Going into the game, Pitino believed his team held only one clear advantage. No one was in better shape than Kentucky. The Wildcats were sure to lose in a half-court game, but if they could apply defensive pressure—like a bad Catskills comic, Pitino calls this defense the "mother-in-law," for its "constant pressure and harassment"—they might turn the game into a test of stamina and beat Duke at the end. Pitino also had a theory, tested during his turn as coach of the NBA's New York Knicks, about great point guards. The most-talented point guards, he had observed, tend to force the action; no players had proved more error-prone against the Knicks' pressure than Magic Johnson and Isiah Thomas. Thus Pitino relished the chance to face Hurley, Duke's playmaker. Even if pressure didn't lead directly to turnovers, Pitino reasoned, the hubris of a good point guard would send gas to a game's engine, thus assuring that the better-conditioned team would claim its advantage.

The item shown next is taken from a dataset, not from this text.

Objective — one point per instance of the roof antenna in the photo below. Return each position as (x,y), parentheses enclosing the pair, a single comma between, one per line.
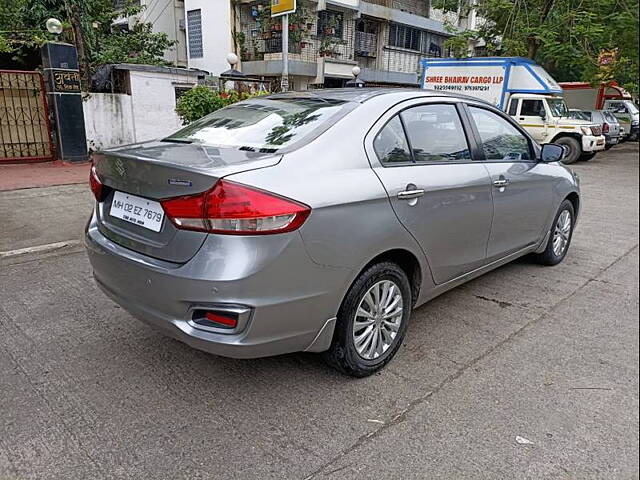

Yet to play Duke in a full-court man-to-man would be to put his team at risk of deep foul trouble. So for the first time all season Kentucky began the game dropping from a man-to-man press into a half-court zone. But now, down 12, Pitino didn't feel he could continue that way. He abandoned the zone, ordering man-to-man pressure at both ends of the floor. "We have them right where we want them," Pitino told his team. "Now we make our comeback."
His players made it clear, with their looks, that they believed him. Kentucky scored eight straight points over the next minute, six of them on a couple of three-pointers by sophomore Jamal Mashburn. The score now stood 67-63, and the sudden ferocity with which the game had turned seemed to wake people up throughout the Spectrum. To that point Tim Higgins, the senior official, had been struck by the prevailing level of concentration. There had been no back talk from coaches or players. I'd better strap on my equipment, Higgins now thought to himself. This is going to be a buzzer job.
On the Duke bench Krzyzewski was disappointed, for during the timeout he had warned his team to expect just such a run. "We had our effort on and turned it off," he says now. "Moments like that point out one of the things that make basketball different from other sports. So much can happen when the clock is stopped, and one of the hardest things is to maintain focus."
The Blue Devils suffered another lapse a minute and a half later, when they held a 73-68 lead, Laettner took a pass on the blocks, then powered up for a shot as forward Aminu Timberlake came over to challenge him. Their collision left Timberlake supine in the lane. An instant later Laettner took his right foot and planted it deliberately into Timberlake's stomach.
Laettner's act wasn't malicious. Even Timberlake, who leaped to his feet clapping because he believed Laettner would be ejected, hardly considered it a provocation. Over the summer Timberlake would have to spend more time than he cared to persuading folks in his neighborhood in Chicago that it hadn't been worthy of retaliation. "He tried to come up with some story about me pushing him," Timberlake says now. "But I don't believe I was in the game long enough to push him." No, it was just a chippy, I'm-Christian-Laettner-and-you're-not thing to do.
"I don't know if he did it on purpose or not," Len Elmore, the CBS commentator, said as the play unfolded.